Von Sebastian Fischer

Die letzten Wochen seiner Karriere waren die schönsten, aber die letzten Stunden konnte er nicht richtig genießen. Nachdem Christian Ehrhoff, 35, die deutsche Eishockey-Nationalmannschaft als stellvertretender Kapitän ins olympische Finale geführt hatte, trug er nach der Niederlage gegen Russland die Fahne auf der Abschlussfeier, wurde am Frankfurter Flughafen von seiner Familie und von Freunden empfangen, die mit einem Partybus angereist waren und ihm zu Ehren zu Hause in Krefeld ein Feuerwerk abbrannten. Er nahm seine Silbermedaille mit, als er seine drei Töchter in den Kindergarten oder die Schule brachte, er zeigte sie auch im Westfalenstadion, als er von Borussia Dortmund eingeladen wurde, seinem Lieblingsfußballverein. Ehrhoff wurde in Deutschland so hochgelobt wie noch nie in seiner 19 Jahre langen Laufbahn.

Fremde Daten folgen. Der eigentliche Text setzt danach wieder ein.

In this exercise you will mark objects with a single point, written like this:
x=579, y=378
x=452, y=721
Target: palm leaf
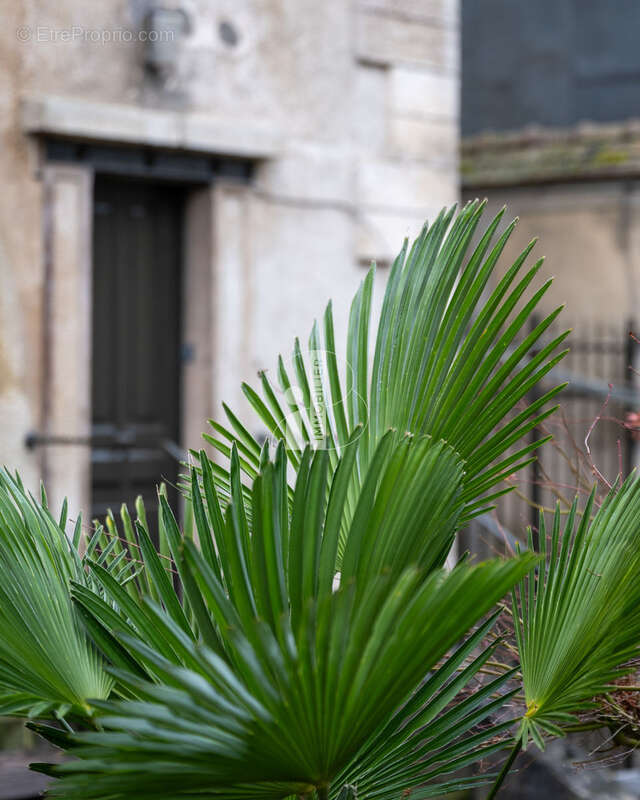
x=578, y=619
x=48, y=665
x=305, y=674
x=446, y=363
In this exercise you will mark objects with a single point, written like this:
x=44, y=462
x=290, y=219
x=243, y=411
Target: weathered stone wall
x=578, y=191
x=351, y=106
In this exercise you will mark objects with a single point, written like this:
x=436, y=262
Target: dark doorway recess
x=137, y=254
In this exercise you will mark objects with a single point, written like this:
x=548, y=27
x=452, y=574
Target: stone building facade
x=305, y=139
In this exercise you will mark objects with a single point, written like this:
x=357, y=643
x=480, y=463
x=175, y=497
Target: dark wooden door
x=136, y=341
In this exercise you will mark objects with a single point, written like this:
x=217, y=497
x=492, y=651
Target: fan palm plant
x=306, y=637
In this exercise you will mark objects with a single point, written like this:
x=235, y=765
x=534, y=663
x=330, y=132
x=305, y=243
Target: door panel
x=136, y=340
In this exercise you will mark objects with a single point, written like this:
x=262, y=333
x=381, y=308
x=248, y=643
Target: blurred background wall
x=185, y=185
x=551, y=126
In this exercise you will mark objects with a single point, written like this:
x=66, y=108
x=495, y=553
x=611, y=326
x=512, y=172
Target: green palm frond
x=281, y=677
x=447, y=363
x=577, y=620
x=47, y=663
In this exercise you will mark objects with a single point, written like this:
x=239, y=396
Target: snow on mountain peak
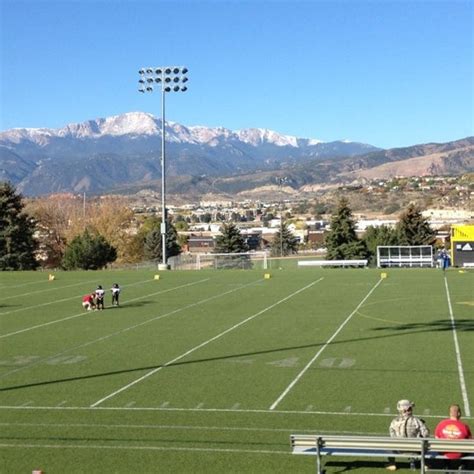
x=132, y=123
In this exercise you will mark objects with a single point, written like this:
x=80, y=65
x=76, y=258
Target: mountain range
x=122, y=154
x=98, y=155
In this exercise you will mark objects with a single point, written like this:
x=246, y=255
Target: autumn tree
x=56, y=218
x=88, y=251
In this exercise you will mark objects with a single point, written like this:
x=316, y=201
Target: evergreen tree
x=230, y=240
x=88, y=252
x=382, y=235
x=342, y=242
x=153, y=245
x=284, y=243
x=414, y=229
x=17, y=244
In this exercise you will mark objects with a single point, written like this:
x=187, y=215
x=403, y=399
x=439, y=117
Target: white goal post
x=405, y=256
x=218, y=261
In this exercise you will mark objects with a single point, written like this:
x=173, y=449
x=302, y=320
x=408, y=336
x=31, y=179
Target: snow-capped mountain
x=99, y=154
x=136, y=124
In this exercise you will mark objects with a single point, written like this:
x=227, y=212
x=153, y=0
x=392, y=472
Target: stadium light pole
x=170, y=79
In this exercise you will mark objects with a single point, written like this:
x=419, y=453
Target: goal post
x=405, y=256
x=242, y=260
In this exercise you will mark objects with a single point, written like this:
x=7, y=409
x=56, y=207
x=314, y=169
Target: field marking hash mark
x=310, y=363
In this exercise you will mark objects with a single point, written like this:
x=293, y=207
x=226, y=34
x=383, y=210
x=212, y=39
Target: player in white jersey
x=99, y=297
x=115, y=294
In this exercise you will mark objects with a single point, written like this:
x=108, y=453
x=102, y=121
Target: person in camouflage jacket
x=406, y=425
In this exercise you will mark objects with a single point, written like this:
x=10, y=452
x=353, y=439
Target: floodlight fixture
x=170, y=78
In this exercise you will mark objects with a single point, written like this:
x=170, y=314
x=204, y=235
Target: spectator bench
x=422, y=449
x=332, y=263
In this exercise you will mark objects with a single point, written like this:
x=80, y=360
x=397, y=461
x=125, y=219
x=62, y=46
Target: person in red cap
x=453, y=428
x=406, y=425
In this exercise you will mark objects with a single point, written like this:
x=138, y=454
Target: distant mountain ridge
x=99, y=155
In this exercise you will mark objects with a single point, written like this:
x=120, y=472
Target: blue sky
x=380, y=72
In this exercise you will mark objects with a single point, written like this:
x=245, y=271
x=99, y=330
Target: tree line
x=64, y=232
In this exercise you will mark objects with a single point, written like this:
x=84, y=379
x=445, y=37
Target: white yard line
x=308, y=365
x=129, y=328
x=143, y=448
x=66, y=299
x=462, y=382
x=83, y=313
x=205, y=343
x=180, y=427
x=219, y=410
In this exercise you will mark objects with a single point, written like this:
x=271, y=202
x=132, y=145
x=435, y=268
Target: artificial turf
x=185, y=374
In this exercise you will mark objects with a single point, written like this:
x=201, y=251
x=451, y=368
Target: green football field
x=211, y=371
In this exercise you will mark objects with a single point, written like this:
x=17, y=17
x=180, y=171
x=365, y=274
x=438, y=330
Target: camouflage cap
x=403, y=405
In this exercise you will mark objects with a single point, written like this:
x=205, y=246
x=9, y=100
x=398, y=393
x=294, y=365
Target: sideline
x=68, y=299
x=462, y=382
x=216, y=410
x=83, y=313
x=129, y=328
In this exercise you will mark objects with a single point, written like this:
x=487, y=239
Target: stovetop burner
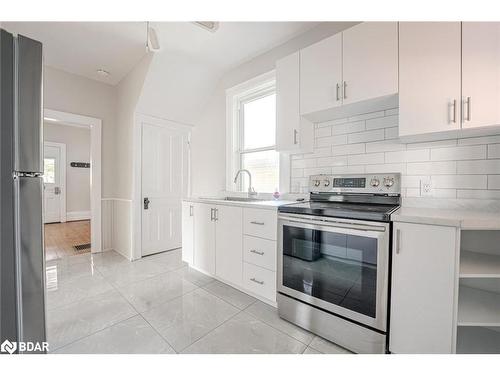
x=362, y=197
x=358, y=211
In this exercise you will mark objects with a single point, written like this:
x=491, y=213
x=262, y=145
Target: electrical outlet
x=426, y=187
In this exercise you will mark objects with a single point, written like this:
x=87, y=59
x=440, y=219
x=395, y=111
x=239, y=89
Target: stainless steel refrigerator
x=22, y=262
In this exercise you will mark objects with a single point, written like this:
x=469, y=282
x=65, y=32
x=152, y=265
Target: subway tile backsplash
x=467, y=168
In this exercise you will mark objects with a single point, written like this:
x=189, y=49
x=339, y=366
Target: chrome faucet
x=251, y=190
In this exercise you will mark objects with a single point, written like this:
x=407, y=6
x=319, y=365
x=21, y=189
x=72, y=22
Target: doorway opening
x=72, y=191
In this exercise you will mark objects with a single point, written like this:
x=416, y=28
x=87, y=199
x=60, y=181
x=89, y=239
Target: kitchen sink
x=241, y=199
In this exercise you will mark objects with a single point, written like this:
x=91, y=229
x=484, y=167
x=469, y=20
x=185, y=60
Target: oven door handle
x=336, y=224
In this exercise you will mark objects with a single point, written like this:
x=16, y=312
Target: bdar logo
x=8, y=347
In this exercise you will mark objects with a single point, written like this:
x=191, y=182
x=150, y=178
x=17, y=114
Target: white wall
x=176, y=87
x=208, y=137
x=77, y=141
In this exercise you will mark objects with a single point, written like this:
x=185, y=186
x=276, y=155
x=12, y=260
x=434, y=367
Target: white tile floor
x=105, y=304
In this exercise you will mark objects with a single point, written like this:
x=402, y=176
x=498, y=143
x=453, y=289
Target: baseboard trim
x=78, y=215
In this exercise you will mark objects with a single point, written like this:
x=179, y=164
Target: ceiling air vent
x=208, y=25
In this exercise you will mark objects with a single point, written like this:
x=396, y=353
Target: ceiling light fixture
x=152, y=41
x=211, y=26
x=103, y=73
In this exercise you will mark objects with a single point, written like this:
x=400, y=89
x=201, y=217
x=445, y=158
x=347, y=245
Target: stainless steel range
x=333, y=259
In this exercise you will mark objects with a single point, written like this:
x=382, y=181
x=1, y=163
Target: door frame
x=62, y=176
x=139, y=120
x=95, y=126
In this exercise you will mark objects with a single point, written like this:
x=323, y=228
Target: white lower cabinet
x=204, y=238
x=229, y=243
x=423, y=300
x=221, y=249
x=259, y=281
x=260, y=252
x=188, y=232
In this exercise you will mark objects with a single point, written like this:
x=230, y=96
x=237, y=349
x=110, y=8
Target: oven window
x=334, y=267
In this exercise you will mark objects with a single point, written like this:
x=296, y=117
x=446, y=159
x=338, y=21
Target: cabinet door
x=229, y=244
x=370, y=61
x=429, y=77
x=481, y=73
x=320, y=73
x=423, y=289
x=204, y=238
x=188, y=232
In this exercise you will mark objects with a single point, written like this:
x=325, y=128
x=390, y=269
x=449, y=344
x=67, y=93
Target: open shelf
x=477, y=307
x=477, y=340
x=479, y=265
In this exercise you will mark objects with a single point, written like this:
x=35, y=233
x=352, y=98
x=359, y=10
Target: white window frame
x=252, y=89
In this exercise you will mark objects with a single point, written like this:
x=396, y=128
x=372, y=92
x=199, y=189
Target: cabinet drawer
x=260, y=252
x=260, y=223
x=259, y=281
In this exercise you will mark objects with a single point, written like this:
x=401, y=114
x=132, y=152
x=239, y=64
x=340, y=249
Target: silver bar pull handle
x=257, y=222
x=257, y=252
x=398, y=241
x=453, y=107
x=257, y=281
x=467, y=101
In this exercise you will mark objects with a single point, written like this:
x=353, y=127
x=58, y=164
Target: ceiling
x=84, y=47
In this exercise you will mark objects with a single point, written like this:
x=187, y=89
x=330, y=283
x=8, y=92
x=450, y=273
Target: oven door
x=335, y=264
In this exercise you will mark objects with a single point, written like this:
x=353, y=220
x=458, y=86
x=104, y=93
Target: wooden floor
x=61, y=237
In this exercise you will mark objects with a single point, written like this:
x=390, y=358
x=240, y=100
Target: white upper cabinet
x=480, y=74
x=423, y=289
x=293, y=133
x=370, y=61
x=321, y=75
x=429, y=77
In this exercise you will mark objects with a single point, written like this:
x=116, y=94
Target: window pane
x=259, y=122
x=264, y=167
x=49, y=170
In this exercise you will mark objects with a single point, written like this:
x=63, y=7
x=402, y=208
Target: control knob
x=388, y=182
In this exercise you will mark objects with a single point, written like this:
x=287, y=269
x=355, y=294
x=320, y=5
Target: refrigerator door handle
x=30, y=260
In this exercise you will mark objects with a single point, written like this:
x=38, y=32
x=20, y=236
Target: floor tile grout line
x=222, y=298
x=93, y=333
x=159, y=334
x=111, y=325
x=141, y=280
x=213, y=295
x=276, y=328
x=225, y=321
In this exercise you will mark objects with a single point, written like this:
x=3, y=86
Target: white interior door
x=164, y=184
x=53, y=179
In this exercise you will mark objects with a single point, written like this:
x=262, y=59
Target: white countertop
x=265, y=204
x=464, y=219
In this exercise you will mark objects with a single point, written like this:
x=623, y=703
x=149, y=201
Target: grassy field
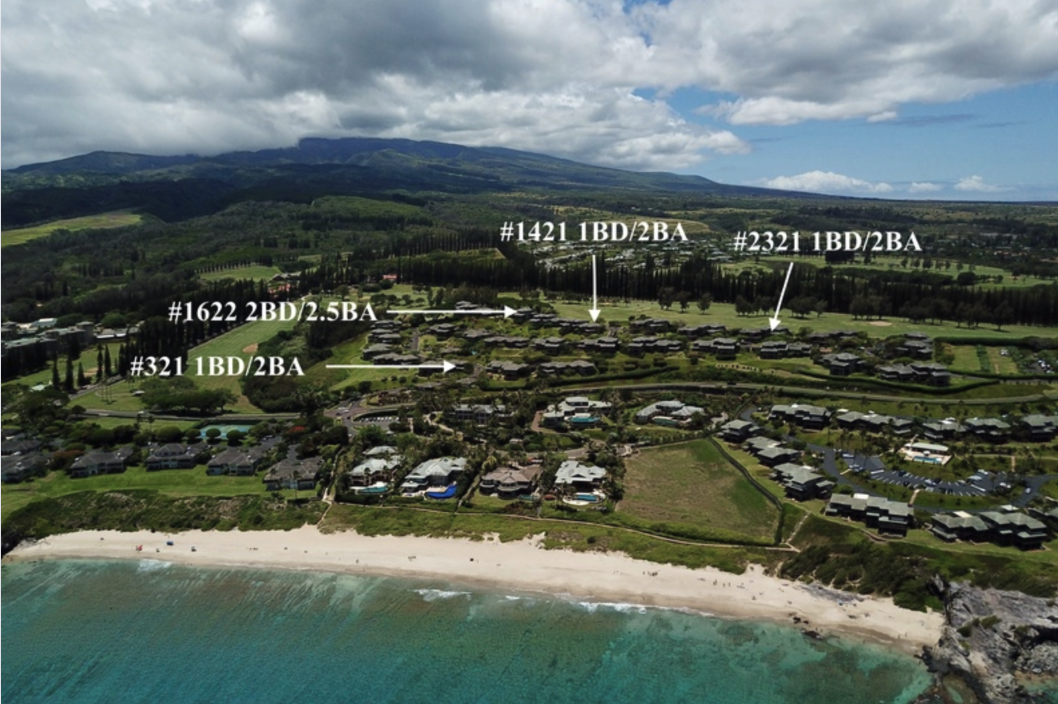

Doch als er am Sonntag zum letzten Mal auf dem Eis stand, verlor er mit den Kölner Haien 1:5 gegen Nürnberg und schied aus den Playoffs aus. Als er sein letztes Interview als Spieler auf dem Eis gab, sagte er: "Wir haben wieder die Fehler gemacht. Was uns eigentlich die ganze Saison gekostet hat." Und als er zum letzten Mal vom Eis lief, winkte er mit heruntergezogenen Mundwinkeln den Fans zu, die noch nicht wussten, dass er später in den sozialen Netzwerken bekanntgeben würde, aufzuhören.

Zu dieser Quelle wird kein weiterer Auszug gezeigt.